Loews Corp., the company run by New York's Tisch family, gained the most since May after fourth-quarter earnings beat analysts' estimates and the insurance unit declared its first dividend since 2008.
Loews advanced $1.87, or 4.5 percent, to $43.27 in New York Stock Exchange composite trading. Operating income in the fourth quarter was $1.17 a share, compared with the 88 cent estimate of two analysts surveyed by Bloomberg.

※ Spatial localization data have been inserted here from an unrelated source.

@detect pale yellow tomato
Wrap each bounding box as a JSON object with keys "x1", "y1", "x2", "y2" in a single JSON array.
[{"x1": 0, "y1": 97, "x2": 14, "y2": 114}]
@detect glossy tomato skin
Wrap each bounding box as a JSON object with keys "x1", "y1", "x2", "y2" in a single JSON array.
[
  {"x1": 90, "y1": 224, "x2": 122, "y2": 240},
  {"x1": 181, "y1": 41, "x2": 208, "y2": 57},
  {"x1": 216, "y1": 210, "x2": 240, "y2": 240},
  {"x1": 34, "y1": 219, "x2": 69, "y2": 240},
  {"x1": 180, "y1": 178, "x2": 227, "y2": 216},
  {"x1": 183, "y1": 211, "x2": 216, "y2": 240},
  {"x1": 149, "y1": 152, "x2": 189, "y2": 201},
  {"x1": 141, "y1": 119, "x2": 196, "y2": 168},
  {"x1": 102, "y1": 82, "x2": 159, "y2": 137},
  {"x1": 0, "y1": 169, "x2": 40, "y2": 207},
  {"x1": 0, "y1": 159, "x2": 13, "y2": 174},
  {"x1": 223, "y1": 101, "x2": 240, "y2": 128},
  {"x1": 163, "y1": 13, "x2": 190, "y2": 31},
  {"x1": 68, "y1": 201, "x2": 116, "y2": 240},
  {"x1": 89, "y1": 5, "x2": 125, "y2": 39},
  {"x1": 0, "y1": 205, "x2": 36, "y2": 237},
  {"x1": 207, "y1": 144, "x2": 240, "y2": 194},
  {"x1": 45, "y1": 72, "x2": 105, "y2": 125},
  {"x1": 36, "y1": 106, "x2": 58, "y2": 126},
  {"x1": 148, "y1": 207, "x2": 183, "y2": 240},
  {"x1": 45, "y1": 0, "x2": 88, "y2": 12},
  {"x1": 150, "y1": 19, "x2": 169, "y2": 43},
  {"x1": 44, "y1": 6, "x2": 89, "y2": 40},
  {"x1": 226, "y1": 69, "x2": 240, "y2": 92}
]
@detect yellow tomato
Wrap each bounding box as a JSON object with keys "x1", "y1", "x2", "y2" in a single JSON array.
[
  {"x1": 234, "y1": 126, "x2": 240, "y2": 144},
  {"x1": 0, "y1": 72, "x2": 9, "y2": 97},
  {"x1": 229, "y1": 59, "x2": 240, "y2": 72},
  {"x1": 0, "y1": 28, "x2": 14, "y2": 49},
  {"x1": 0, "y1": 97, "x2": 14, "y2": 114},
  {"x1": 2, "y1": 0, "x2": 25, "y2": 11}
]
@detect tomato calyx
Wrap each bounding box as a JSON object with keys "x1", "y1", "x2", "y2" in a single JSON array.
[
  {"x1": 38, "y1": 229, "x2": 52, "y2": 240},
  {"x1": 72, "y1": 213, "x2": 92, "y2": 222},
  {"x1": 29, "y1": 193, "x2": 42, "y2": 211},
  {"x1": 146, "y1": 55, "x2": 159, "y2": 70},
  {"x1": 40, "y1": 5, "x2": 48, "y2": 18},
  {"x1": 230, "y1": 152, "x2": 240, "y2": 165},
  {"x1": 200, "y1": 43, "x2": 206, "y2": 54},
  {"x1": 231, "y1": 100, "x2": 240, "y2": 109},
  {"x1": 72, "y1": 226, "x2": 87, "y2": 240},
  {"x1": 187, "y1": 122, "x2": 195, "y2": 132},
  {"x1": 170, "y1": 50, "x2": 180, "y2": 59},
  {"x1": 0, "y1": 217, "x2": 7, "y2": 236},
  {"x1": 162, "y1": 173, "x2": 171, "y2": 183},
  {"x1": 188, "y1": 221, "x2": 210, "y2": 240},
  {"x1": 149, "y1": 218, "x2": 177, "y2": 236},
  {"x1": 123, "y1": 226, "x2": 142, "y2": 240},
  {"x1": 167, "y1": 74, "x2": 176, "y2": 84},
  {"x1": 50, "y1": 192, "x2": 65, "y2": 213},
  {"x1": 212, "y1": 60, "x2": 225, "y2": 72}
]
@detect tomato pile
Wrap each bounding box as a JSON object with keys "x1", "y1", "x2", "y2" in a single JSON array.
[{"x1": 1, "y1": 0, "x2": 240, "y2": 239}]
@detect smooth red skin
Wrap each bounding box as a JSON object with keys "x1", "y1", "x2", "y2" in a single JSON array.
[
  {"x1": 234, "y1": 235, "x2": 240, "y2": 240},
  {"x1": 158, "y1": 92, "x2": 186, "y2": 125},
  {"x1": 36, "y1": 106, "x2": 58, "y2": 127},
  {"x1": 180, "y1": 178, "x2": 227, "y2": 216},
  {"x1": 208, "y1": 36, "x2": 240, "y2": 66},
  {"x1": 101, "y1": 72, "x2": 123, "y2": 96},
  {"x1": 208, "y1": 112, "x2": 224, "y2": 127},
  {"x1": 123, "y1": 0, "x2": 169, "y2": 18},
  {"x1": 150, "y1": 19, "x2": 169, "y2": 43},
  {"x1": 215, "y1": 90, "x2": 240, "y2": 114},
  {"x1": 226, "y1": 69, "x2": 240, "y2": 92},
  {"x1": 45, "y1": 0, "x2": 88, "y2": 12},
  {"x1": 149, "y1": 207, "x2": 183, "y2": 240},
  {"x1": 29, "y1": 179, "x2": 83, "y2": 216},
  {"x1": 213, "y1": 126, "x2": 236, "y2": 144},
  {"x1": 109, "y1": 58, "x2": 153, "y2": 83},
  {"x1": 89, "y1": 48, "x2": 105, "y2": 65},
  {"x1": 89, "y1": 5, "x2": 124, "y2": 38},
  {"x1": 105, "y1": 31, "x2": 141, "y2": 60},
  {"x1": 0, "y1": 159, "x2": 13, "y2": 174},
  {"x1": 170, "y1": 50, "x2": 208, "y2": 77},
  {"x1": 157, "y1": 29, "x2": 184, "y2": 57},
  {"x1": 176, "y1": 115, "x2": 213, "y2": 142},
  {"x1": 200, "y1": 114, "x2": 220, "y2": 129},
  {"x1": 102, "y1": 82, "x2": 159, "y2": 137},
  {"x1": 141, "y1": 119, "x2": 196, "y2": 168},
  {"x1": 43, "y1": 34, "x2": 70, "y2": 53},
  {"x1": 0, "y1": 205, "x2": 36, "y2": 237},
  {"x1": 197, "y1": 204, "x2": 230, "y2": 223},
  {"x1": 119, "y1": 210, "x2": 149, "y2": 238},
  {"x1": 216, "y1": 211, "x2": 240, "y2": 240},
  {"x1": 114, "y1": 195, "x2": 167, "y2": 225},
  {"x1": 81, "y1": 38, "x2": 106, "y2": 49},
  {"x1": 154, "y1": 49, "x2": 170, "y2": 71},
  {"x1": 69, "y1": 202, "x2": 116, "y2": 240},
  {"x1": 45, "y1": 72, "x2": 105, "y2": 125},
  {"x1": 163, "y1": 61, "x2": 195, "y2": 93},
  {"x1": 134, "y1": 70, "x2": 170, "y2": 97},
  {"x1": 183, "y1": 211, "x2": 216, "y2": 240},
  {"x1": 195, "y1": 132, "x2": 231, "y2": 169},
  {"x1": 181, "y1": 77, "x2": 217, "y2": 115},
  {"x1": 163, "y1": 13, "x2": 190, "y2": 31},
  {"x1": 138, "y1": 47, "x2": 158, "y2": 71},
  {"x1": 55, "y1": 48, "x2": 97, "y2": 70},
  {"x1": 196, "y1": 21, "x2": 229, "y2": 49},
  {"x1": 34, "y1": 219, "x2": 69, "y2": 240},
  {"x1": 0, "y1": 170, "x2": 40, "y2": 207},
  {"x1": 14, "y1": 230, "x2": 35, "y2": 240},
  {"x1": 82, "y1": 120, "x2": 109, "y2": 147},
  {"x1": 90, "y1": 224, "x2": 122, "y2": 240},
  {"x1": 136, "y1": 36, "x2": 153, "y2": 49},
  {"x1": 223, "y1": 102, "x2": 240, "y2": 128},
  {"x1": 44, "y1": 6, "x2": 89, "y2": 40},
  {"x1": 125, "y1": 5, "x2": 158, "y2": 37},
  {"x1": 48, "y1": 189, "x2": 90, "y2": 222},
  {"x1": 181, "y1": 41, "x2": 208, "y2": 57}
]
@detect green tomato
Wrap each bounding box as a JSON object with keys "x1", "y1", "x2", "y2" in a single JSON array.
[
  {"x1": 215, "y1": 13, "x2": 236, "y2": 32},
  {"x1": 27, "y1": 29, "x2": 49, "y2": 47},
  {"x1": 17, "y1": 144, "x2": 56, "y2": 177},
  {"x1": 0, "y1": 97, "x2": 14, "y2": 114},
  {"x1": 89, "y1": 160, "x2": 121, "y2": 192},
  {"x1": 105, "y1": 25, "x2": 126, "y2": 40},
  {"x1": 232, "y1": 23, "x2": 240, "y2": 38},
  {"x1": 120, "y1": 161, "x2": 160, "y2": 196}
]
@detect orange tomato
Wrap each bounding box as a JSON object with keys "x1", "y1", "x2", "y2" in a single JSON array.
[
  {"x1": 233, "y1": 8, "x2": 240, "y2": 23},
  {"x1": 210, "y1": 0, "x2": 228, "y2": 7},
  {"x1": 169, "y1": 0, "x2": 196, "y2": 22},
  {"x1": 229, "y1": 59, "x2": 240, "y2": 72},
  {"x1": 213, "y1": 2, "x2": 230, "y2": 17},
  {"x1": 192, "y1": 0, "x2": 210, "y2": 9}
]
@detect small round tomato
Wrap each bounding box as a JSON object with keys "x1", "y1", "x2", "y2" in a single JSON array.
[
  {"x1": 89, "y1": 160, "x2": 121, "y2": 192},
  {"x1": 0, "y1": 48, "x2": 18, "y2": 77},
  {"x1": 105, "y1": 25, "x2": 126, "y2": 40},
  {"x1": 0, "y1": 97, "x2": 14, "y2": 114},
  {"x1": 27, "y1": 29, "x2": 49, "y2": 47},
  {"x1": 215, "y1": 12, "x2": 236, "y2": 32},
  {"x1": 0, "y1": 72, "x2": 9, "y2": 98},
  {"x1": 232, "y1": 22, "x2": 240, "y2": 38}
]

CNA Financial Corp., the insurer controlled by Loews, will pay a dividend of 10 cents a share on March 2, the company said.
The payout "demonstrates the progress we have made in restoring our financial strength," said Thomas Motamed, CNA's chief executive officer.
CNA, 90 percent owned by Loews, went to its parent for capital amid investment declines and three quarterly losses at the end of 2008 and beginning of 2009. The insurer in December redeemed the remaining $500 million of preferred stock issued to Loews during the financial crisis, allowing it to resume its dividend.
Fourth-quarter net income at Loews jumped 16 percent to $466 million as results improved at Chicago-based CNA on so-called limited partnership investments, which can include hedge funds, private equity placements and real estate. Net income at CNA advanced to $302 million from $246 million.
CNA gained $2.45, or 8.8 percent, to $30.19, the biggest jump since August 2009.